# Operation: own a snake until i move out without my mum finding out (3)



## Stavros88 (Dec 6, 2008)

For the clever folks out there (if any1 has actually read this yet) who have been wondering about the practicalities of my plan as far as feeding goes: its a severe pain in the arse as a bag of mice in the freezer would be quite a large hint that there is something in the house that has a taste for mice, and since my poofy dog turns her nose up at anything that isnt Caesar, i cant exactly blame it on her. Also: that just happens to be another thing that my mother is deathly afraid of.
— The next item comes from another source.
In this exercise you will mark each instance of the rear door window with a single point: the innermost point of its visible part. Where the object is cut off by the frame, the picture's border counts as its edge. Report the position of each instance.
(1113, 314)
So wot i'm having to do is get my pinkies one at a time from the fantastic people at the new pet shop on Argyle Street and transport them in my trusty 0.2l RUB whereupon i then need to get it from my jacket to my room without anyone seeing it (always fun), then feed it to Houdini, which involves having him out for long enough to down the mouse (which can take about 15 minutes if he's being a little shit and ignoring it) and hoping no1 walks in. :whistling2:


----------



## tim89 (Dec 8, 2008)

haha good going! sounds like your project is going well, is the hatchling quite small then? good luck if its a royal! haha chunky things from the word go


----------



## Kirstyx (Mar 13, 2008)

*HaHa!  .. Good Stuff, I'd get caught before i'd get through the door lol  .. Just noticed your from airdrie, im from glasgow (Cambuslang)  x*


----------



## Sid.lola (Jan 10, 2008)

Feed him in his tub!


----------



## Stavros88 (Dec 6, 2008)

I would, but I've been told its best not to in case they swallow some of the substrate.


----------



## Sid.lola (Jan 10, 2008)

It's fine if on Aspen. Or keep it on newspaper til it's bigger.


----------



## Stavros88 (Dec 6, 2008)

Prefer not to keep it on newspaper, less hassle just to keep it on aspen, plus its not really that much a problem anymore: since writing this part of the blog ive got a lock on my door, so no1 will b able to walk in anymore  Good Times


----------